Наконец, Таня догадалась: Заварихин прежде всего желал видеть ее здоровою и сильною, способною перешагнуть через любую дрянь, какую кинет им под ноги жизнь. Она не ошибалась, что настоящее чувство охватит Николку, если она оттолкнет его от себя. Однажды он сам проговорился, попадясь на удочку нехитрой таниной просьбы не называть ее Геллой, потому что это смешно и нехорошо. Таня ревновала его к самой себе, прежней. Николка раздумывал, подперев крепкий свой подбородок рукой и глядя на огонь в печке.
— Ты мне всегда Геллой останешься. Я тебя и люблю, покуда ты в опасности, которую преодолеваешь сама. Суп-то кажная сварит!
— Время приступит, и надоем тебе с супом.
— Время!.. Что такое время? Туман, мираж. Ужели изотрется об туман человек? Вот погоди, еще придут сильные люди… — Он делал вид, будто воодушевлялся воспоминаниями. — По секрету, я у себя в деревне немножко леском казенным занимался: дрова поставлял. Если у приятеля много, а у тебя мало, то возьми у него украдкой. Попросишь— ему жалко станет, а не дать — неловкость дружбе. А втихую — оба вы приятели!
— А не совестно? — краснея, потому что как-то привыкала к николкиным правилам жизни, спрашивала Таня.
— Время учит: совесть — это кому что выгодно. Вся вышла, заместо хлеба сожрали в голодные годы. Эвон, без совести мои братья помещичьи земли засевают, не засей, так и с голоду сдохнешь. Совесть, Гелла, ядовитая еда! — Его зубы сжались, точно держали лакомый какой-то кус. — Пошел я раз в лесок поприсмотреть кое-что, стою возле ручейка. (Это теперь я взапуски бегать обучен, а тогда леноват был!) Вдруг идет папаша, незначительный, по пупок мне. «Чего, — говорит, — дурена, без ружья в лес ходишь?» — «Эвось, мала, — отвечаю, — гвоздилка?» и кулак ему показал. Посмеялся папаша. «Встань, голубок, спиной ко мне». — Встал я, а он как наддаст мне под самое место, так я птичкой на другой бережок и перемахнул. — Голос николкин задрожал. — Никогда в жизни не плакал, а тут… уж больно поучительно вышло. А ведь я пятеричком-то играю!
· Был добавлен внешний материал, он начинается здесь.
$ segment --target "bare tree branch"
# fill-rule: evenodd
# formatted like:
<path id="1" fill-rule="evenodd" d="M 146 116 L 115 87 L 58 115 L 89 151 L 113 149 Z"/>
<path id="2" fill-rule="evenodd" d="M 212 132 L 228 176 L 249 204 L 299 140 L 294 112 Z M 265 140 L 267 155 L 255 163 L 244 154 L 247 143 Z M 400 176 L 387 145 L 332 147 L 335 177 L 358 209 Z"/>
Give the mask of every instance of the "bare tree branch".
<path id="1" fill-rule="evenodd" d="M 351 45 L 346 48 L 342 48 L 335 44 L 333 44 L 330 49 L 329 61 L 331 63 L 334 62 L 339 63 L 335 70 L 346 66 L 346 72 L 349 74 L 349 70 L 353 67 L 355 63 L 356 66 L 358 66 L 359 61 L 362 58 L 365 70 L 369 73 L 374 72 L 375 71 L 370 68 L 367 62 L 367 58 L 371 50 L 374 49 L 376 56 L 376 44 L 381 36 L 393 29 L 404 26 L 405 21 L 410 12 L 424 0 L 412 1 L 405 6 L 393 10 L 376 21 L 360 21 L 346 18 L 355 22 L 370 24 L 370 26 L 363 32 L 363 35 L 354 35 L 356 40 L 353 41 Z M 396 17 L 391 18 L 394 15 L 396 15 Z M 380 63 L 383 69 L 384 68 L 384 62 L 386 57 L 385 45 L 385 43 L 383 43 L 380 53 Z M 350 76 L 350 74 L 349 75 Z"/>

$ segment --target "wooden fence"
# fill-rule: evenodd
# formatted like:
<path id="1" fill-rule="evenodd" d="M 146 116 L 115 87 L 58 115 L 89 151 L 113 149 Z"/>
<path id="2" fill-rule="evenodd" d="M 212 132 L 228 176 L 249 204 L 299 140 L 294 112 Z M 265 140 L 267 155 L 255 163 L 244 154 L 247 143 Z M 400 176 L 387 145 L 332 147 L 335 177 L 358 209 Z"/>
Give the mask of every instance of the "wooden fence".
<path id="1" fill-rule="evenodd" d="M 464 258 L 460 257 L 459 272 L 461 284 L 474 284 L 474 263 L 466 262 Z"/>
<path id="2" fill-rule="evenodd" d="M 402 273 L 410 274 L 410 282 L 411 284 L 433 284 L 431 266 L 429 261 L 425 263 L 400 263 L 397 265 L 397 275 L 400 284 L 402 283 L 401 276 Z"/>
— А дальше что, Николушка?
— …то, что не любим мы часто менять: устойчивость колеблется. Ты вот ровно колом проткнула меня, и сама не знаешь, какая во мне дыра. Сидишь в дырке, больно мне, а выдернуть тебя, так и погибну. — Странное дело, он сам верил в свою клочковатую ложь.
Обычный поцелуй, целомудренное прикосновенье его сухих губ, завершал такие полуссоры. Теперь он иногда сам приходил к ней. Пугель приниженно проводил его к Тане и на цыпочках, с подчеркнутой робостью покидал комнату, чтоб усесться где-нибудь в коридорчике, держа в руках нелепую махалку из крашеных перьев, неотъемлемую принадлежность новой его роли. В последнее время старик приобрел ту самую старческую бесплодность, которая сопряжена бывает с пониманием ненужности своей в жизни молодых.
Дверь оказалась незапертой, и Николка, войдя, подозрительно огляделся: всегдашняя пугелева осторожность граничила с сумасшествием.
— Молшание! — заступил ему дорогу Пугель и с небывалой смелостью приложил палец к выпяченным николкиным губам. Стариковский палец был влажен, холоден и попахивал керосином. Затем он снова слушал у портьерки, покачивая головой. Когда голоса в таниной комнатке становились громче, Пугель со значительным видом подавал знак Николке, чтоб прислушался.